Stochastic Variance-Reduced Newton: Accelerating Finite-Sum Minimization with Large Batches
Michał Dereziński
TL;DR
This work addresses accelerating finite-sum convex minimization by integrating variance reduction with stochastic Newton updates. The authors prove that Stochastic Variance-Reduced Newton (SVRN) achieves a faster sequential convergence rate, reducing data passes to $O\left(\frac{\log(1/\varepsilon)}{\log(n)}\right)$ while maintaining a low parallel cost through Hessian-based updates, with the improvement scaling favorably as the dataset size $n$ grows. They also introduce SVRN-HA, a globally convergent variant that combines Hessian averaging and a line-search phase with a subsequent SVRN phase, guaranteeing practical convergence from arbitrary initial points. Empirical results on logistic regression and least-squares problems demonstrate substantial speedups in data passes and competitive wall-clock performance, highlighting SVRN's practicality for large-scale second-order variance-reduced optimization.
Abstract
Stochastic variance reduction has proven effective at accelerating first-order algorithms for solving convex finite-sum optimization tasks such as empirical risk minimization. Incorporating second-order information has proven helpful in further improving the performance of these first-order methods.
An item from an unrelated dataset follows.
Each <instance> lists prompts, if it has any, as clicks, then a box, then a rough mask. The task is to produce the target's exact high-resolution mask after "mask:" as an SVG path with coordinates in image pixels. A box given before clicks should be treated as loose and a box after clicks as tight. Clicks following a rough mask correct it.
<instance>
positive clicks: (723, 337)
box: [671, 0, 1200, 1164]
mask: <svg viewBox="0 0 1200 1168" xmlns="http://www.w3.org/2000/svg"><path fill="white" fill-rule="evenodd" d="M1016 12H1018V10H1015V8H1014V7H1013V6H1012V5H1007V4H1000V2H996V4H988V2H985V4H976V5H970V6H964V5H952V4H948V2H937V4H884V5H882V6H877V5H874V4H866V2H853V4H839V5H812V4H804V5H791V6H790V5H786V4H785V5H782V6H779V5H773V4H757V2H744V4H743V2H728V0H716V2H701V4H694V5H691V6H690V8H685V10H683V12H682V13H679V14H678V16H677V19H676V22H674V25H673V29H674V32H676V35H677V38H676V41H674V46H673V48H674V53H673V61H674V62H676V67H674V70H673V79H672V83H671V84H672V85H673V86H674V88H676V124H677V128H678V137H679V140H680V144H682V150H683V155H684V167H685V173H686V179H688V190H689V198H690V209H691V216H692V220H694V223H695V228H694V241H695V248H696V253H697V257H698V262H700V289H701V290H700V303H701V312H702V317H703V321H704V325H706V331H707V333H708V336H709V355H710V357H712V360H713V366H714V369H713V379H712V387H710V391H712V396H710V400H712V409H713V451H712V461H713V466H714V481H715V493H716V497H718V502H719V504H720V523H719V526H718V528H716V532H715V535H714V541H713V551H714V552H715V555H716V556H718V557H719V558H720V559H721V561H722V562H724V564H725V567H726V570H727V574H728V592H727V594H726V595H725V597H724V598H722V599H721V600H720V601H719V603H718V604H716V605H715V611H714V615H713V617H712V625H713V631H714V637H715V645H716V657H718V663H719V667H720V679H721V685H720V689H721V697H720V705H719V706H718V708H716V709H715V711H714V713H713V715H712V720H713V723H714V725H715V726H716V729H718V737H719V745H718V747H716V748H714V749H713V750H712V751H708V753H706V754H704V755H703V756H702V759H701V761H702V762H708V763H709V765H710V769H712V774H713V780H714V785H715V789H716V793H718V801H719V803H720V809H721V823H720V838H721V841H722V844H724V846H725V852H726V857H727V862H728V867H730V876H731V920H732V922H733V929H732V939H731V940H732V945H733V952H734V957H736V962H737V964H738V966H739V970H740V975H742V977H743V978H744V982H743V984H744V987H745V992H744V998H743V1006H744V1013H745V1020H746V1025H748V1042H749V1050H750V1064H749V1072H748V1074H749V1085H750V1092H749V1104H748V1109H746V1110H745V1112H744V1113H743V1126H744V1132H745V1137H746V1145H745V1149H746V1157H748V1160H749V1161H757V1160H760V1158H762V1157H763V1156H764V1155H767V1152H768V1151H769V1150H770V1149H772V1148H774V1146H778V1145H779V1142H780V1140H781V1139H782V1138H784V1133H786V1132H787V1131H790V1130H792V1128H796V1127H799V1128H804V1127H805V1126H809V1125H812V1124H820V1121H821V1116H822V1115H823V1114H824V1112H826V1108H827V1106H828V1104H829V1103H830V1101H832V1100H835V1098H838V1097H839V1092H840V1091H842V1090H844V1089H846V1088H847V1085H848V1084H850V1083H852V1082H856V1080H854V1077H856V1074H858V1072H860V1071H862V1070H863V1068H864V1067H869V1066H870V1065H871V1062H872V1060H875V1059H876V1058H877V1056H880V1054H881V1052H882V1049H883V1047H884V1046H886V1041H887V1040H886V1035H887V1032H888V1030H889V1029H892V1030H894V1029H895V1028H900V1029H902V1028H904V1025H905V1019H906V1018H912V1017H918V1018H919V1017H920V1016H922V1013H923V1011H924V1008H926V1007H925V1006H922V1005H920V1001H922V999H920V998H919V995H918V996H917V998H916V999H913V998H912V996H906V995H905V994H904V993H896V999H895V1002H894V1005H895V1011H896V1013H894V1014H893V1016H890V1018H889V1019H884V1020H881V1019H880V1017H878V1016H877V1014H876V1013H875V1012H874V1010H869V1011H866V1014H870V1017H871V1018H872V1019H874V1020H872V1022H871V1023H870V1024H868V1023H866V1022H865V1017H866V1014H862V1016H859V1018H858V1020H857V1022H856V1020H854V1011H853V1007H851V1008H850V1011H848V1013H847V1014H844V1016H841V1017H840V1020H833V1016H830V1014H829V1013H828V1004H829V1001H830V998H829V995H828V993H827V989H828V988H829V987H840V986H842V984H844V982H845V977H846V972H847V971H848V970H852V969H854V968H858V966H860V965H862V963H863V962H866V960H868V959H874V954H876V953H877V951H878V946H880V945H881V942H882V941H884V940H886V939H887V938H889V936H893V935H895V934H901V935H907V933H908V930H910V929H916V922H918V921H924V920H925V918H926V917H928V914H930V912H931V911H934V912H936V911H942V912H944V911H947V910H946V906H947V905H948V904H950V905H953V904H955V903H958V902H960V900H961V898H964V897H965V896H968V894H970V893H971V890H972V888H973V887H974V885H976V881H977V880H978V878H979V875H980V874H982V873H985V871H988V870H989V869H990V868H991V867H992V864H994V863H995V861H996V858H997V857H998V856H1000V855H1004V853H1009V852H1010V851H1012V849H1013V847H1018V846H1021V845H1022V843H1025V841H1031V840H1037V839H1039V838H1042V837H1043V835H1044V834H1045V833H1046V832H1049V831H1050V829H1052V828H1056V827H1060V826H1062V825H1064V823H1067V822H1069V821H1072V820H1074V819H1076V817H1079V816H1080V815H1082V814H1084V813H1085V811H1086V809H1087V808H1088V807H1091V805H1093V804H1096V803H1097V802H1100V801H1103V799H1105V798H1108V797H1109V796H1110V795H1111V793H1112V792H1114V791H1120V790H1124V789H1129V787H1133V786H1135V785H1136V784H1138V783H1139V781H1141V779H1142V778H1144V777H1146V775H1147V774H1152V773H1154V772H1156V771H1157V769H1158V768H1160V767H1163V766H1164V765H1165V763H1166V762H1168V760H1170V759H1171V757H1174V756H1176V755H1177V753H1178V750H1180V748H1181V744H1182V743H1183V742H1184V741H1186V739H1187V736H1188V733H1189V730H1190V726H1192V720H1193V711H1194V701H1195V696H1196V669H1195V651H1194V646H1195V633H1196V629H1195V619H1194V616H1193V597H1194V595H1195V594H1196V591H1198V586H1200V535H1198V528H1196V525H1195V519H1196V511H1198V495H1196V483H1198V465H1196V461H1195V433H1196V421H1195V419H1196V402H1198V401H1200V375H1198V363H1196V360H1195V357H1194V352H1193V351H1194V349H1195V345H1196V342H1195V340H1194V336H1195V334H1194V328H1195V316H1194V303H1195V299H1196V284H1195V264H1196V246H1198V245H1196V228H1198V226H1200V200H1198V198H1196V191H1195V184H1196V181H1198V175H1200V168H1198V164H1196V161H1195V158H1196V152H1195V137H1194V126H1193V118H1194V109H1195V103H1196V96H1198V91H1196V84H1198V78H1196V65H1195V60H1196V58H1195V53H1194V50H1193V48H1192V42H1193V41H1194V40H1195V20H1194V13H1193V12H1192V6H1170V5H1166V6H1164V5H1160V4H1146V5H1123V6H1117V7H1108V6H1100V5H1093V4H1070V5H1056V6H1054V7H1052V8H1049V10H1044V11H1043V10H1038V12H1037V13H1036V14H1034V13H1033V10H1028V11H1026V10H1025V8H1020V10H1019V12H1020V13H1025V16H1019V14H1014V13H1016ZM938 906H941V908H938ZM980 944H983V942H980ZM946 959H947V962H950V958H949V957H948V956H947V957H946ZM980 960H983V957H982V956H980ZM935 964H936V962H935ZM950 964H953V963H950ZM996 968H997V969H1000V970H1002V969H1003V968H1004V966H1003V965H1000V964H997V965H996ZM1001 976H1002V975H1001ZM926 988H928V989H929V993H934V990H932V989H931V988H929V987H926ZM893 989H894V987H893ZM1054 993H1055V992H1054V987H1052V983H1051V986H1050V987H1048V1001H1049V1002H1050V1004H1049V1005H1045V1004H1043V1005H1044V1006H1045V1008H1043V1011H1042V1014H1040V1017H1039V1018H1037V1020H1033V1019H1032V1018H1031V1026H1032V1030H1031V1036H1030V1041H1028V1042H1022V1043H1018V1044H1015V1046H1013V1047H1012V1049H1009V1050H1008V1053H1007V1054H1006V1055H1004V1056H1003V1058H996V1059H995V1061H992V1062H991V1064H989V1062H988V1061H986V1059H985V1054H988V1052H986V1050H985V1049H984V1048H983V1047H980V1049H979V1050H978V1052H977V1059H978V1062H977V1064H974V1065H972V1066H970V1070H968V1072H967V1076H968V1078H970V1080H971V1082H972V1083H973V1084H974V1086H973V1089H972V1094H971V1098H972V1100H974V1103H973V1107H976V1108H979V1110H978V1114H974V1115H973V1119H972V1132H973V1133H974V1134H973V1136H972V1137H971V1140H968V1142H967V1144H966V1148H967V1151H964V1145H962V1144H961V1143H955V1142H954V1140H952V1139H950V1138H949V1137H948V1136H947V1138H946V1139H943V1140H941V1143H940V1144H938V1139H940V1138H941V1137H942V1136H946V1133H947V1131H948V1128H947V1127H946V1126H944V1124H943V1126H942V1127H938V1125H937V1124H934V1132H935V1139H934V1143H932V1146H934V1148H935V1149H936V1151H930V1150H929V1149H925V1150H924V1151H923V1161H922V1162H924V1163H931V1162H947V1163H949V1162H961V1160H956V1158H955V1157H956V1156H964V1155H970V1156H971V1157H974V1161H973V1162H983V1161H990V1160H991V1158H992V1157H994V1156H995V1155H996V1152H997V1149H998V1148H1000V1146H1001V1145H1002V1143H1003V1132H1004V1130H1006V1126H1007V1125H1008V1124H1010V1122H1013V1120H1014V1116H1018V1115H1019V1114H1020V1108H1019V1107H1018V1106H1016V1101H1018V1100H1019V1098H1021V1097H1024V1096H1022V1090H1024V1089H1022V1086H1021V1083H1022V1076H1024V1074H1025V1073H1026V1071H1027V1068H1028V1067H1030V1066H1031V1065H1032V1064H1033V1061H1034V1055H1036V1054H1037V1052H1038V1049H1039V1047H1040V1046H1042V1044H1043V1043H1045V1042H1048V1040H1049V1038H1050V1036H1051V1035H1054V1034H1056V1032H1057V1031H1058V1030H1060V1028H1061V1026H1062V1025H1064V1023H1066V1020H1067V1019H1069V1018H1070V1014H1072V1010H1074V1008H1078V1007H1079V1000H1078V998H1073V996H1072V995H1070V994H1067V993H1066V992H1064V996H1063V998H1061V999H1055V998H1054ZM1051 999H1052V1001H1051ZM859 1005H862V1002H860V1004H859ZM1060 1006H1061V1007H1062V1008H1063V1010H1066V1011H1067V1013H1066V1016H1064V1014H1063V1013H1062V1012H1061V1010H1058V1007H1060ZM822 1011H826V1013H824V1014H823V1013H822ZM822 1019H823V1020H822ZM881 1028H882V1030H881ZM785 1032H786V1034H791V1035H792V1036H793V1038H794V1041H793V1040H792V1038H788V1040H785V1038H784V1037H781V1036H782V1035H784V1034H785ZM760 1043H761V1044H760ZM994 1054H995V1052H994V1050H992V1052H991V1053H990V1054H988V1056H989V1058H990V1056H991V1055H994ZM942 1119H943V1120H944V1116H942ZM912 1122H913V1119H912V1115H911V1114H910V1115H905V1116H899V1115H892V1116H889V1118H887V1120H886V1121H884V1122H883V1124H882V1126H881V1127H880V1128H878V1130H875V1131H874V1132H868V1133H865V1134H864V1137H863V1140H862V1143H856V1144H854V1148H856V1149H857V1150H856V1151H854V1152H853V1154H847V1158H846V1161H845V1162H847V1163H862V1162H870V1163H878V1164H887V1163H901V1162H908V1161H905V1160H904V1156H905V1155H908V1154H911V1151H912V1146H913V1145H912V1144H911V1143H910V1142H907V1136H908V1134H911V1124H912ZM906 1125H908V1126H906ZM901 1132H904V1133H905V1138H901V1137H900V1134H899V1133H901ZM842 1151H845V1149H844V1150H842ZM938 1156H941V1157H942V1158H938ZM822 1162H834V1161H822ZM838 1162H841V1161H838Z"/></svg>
Yet, comparatively little is known about the benefits of using variance reduction to accelerate popular stochastic second-order methods such as Subsampled Newton. To address this, we propose Stochastic Variance-Reduced Newton (SVRN), a finite-sum minimization algorithm that provably accelerates existing stochastic Newton methods from $O(α\log(1/ε))$ to $O\big(\frac{\log(1/ε)}{\log(n)}\big)$ passes over the data, i.e., by a factor of $O(α\log(n))$, where $n$ is the number of sum components and $α$ is the approximation factor in the Hessian estimate. Surprisingly, this acceleration gets more significant the larger the data size $n$, which is a unique property of SVRN. Our algorithm retains the key advantages of Newton-type methods, such as easily parallelizable large-batch operations and a simple unit step size. We use SVRN to accelerate Subsampled Newton and Iterative Hessian Sketch algorithms, and show that it compares favorably to popular first-order methods with variance~reduction.